In this sweetly snarky, poignant tale of the supernatural, the terrors come less from the afterlife than from this one–losing loved ones, losing your home, losing your job.
The Year of Shadows
Kirkus Reviews
As in The Cavendish Home for Boys and Girls (2012), Legrand shows twin knacks for creating creepy supernatural elements and thoroughly scary experiences for her central characters.
Booklist
Legrand . . . has created a horror-tinged tale of triumph over loss and the destructive nature of hopelessness, that is full of well-rounded characters, a spooky gothic mood, and eerie glimpses into the past lives of the ghosts.
School Library Journal
The characters are well drawn; the specters are particularly appealing.
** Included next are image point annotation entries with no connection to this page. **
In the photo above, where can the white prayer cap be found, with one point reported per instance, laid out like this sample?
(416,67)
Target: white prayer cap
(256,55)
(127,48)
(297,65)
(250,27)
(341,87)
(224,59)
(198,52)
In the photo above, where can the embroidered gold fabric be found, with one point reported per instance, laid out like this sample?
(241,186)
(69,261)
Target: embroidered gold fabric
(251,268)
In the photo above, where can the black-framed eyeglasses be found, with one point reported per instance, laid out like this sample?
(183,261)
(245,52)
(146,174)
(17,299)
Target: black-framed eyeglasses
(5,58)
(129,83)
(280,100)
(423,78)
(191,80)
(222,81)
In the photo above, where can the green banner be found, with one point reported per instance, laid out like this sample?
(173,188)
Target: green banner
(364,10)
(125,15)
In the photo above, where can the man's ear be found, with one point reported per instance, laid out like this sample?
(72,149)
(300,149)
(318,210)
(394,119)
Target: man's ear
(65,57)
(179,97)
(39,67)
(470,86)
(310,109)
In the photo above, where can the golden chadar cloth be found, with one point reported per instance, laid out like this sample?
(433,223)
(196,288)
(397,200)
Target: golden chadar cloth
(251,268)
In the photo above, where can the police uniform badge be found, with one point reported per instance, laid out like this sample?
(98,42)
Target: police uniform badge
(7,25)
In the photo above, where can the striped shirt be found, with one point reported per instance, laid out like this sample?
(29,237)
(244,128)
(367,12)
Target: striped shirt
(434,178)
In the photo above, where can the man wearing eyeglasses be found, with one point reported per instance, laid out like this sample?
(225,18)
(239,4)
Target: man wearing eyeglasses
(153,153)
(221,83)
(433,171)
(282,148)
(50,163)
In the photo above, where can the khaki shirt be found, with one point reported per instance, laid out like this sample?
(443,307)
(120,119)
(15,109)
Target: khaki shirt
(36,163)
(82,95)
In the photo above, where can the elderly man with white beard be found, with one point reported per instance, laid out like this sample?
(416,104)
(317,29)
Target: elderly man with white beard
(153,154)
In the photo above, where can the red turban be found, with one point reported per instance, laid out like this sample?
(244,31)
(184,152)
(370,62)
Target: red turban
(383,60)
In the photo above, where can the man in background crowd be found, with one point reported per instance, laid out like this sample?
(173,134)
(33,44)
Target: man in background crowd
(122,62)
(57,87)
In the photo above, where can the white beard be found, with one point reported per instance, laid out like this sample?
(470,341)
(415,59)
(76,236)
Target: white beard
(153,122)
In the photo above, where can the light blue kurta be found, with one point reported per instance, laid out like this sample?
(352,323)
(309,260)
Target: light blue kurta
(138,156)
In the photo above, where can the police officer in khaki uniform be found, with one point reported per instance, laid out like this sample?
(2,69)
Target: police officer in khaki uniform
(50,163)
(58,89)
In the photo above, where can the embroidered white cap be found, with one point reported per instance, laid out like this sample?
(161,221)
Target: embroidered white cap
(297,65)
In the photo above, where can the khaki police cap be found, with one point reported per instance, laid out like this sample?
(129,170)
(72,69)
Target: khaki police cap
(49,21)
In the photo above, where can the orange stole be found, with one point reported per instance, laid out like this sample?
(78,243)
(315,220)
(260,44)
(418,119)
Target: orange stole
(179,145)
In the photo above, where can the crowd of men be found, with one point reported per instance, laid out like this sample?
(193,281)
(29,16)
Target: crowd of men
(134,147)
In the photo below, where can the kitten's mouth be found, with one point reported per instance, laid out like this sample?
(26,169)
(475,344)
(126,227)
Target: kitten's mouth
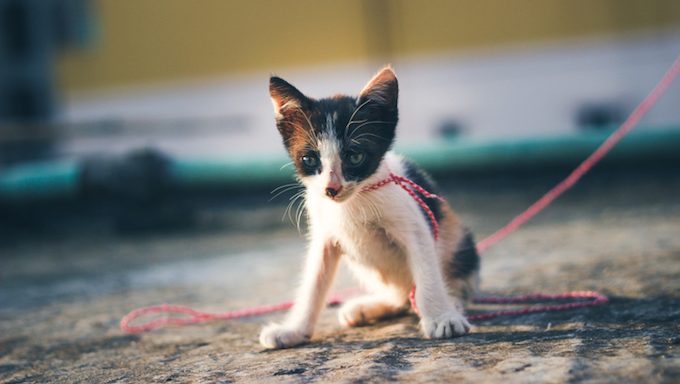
(339,195)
At its heart, this not-too-scary ghost story is about relationships and repairing the hurt that people cause one another.
Stefan Bachmann, author of The Peculiar and The Whatnot
A sad, happy, strange book, with some of the most memorable ghosts I’ve ever read. It’s full of shadows, but it’s also full of sparks and light and big, glowing scenes, and while it’ll break your heart more than once, it somehow manages to glue it all back together by the end. I loved it.
Anne Ursu, author of Breadcrumbs
Claire [Legrand’s] fantastically spooky The Year of Shadows will keep you turning its pages well into the night, even though the floorboards are creaking and funny shapes lurk in the corner of your eye. Such is the allure of tempestuous, terrific Olivia, the complex and utterly real heroine who is suffering from one misfortune and indignity too many–and that’s before the ghosts arrive. Though we soon see that sometimes ghosts are the least of the things that haunt us, the book assures us that with spirit and hope we can create light in the most shadowy of places. Also, like all the best books, it has a really great cat.